If Monoson is such a professional as to pronounce me unprofessional, why not affirm my proposal to at least try to resolve our differences with a mediator?  (My hunch is that they realize that if they shared the underlying substance of our disagreements with an objective third party, the pro-ban folks would come off as whiny bullies, petulant about being called out on their harassment and abuse of me.)

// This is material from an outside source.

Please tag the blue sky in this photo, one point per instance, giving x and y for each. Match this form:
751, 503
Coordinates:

Okay, that's it for now, except to express the deepest gratitude to my colleagues, NU alumni, and students who have been writing the Dean (weinberg-dean@northwestern.edu) and copying my attorney Rima Kapitan, rkapitan@kapitanlaw.net.  I will be posting later some excerpts of their analyses. A common theme seems to be that NU's policies are foreign to U.S. norms of academic freedom and due process.  People recognize them in the policies of Turkey, Qatar, and other Gulf States, where one can discuss only events that occur elsewhere and also must never question leaders or their prerogatives.  These letters have been coming in from far and wide, from the adult son of a colleague, a graduate student whom I'd first encountered when he was in elementary school in California, to a grad student I taught in Istanbul in 2003, to people I've never met but have endured similar experiences elsewhere around the world, including Sweden and New Zealand, where neo-liberal corporate university policies also are finding a foothold.